Calmcode - polars: with_columns

How to add columns (or mutate) in polars.

1 2 3 4 5 6 7 8 9

Adding Columns

In pandas you may be used to calling .assign() when you want to add a new column. In polars you'd use the with_columns method instead. The example below demonstrates how you might use it.

import polars as pl

df = pl.read_csv("wowah_data.csv", parse_dates=False)
df.columns = [c.replace(" ", "") for c in df.columns]
df = df.lazy()

# Note that you need to call `.collect()` if you want to see results.
df.with_columns([
    pl.col("guild") != -1,
    pl.col("timestamp").str.strptime(pl.Datetime, fmt="%m/%d/%y %H:%M:%S"),
]).collect()

The idea here is that you can pass a list of "expressions". You'd use the pl.col() function to refer to a pre-existing column.

Expressions

Polars expressions can be used in various contexts and produce new columns. Just to compare, where in pandas you'd write;

df.assign(guild=lambda d: d['guild'] != -1)

You'd write this in polars;

df.with_columns([
    pl.col("guild") != -1
])

There's a few differences here worth pointing out.
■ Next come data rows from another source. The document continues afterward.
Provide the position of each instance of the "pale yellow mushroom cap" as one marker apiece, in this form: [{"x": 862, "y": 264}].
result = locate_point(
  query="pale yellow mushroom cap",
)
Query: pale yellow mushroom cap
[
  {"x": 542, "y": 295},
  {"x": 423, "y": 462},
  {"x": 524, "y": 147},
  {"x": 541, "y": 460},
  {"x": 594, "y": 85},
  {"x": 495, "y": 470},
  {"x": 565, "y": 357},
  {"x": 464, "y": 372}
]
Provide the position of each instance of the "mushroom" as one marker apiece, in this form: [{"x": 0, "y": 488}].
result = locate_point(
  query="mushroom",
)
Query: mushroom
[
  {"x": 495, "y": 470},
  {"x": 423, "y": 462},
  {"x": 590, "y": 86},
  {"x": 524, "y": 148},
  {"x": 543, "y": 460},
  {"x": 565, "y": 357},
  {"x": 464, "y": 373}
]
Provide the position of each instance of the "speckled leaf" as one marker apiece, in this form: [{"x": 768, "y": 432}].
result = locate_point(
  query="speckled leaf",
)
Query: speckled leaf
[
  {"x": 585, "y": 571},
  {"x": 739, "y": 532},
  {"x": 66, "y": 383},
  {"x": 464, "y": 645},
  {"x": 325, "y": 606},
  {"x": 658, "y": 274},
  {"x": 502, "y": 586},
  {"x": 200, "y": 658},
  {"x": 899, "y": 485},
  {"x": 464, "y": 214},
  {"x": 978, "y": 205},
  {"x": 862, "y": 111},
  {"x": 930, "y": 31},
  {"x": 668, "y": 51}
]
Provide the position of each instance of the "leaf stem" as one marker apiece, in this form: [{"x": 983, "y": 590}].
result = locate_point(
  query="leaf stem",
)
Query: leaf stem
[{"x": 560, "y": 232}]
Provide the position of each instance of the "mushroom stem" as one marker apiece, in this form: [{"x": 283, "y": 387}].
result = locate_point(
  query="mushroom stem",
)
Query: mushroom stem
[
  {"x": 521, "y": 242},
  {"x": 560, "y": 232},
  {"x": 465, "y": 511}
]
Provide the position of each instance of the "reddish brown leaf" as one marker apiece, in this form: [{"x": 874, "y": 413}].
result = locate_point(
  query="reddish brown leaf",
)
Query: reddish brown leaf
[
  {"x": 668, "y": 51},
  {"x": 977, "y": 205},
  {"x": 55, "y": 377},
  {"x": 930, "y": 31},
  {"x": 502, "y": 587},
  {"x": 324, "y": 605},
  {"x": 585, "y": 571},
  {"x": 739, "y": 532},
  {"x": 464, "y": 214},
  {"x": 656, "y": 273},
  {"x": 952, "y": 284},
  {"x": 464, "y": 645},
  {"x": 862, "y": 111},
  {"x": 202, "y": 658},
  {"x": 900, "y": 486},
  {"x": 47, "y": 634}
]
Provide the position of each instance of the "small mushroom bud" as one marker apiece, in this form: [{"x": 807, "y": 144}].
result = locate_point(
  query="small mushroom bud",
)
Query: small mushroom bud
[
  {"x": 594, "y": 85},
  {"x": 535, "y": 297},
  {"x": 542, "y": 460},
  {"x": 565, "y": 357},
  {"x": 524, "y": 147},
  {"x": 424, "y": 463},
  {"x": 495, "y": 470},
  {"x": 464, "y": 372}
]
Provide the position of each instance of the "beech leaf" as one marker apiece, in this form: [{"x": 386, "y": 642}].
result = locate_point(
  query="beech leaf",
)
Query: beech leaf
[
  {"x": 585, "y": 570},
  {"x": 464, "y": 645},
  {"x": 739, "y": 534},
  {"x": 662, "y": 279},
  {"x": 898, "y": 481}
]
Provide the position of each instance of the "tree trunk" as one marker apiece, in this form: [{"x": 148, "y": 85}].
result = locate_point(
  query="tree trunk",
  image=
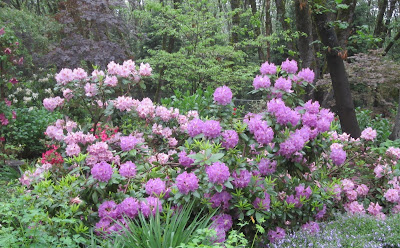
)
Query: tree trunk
[
  {"x": 379, "y": 19},
  {"x": 340, "y": 83},
  {"x": 280, "y": 14},
  {"x": 235, "y": 4},
  {"x": 257, "y": 30},
  {"x": 396, "y": 128},
  {"x": 306, "y": 49},
  {"x": 346, "y": 15},
  {"x": 391, "y": 43}
]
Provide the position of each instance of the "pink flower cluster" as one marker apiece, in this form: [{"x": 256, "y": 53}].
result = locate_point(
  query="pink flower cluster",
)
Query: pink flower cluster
[
  {"x": 338, "y": 155},
  {"x": 368, "y": 134},
  {"x": 52, "y": 103},
  {"x": 187, "y": 182},
  {"x": 223, "y": 95},
  {"x": 218, "y": 173}
]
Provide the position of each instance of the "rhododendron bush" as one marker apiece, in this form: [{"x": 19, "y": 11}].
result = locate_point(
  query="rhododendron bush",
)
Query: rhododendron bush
[{"x": 278, "y": 169}]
  1. Pandas needs a (lambda) function to be called by .assign(). This function describes how a new column is created. You could use numpy but also slow list-comprehensions if you'd like. It also immediately run when .assign() is called. That means there's no opportunity for pandas to inspect what's inside of the function, which removes any possible optimisation.
  2. Polars uses a reference to a column via pl.col("guild"). It describes what* needs to happen, but doesn't describe "how". That means that polars can leave it up to the internal rust code to figure out what the most performant computational method is. It also means that there's an option for parallelisation as well.

Syntax

Expressions can be constructed by chaining together many commands. Like below;

df.with_columns([
    pl.col("timestamp").str.strptime(pl.Datetime, fmt="%m/%d/%y %H:%M:%S"),
])

Just like pandas, polars uses .str and .dt submodules to expose methods for string and datetime columns. Althought it should feel familiar to a pandas user, there are minor differences in the API. You can check the docs for expressions that work on columns.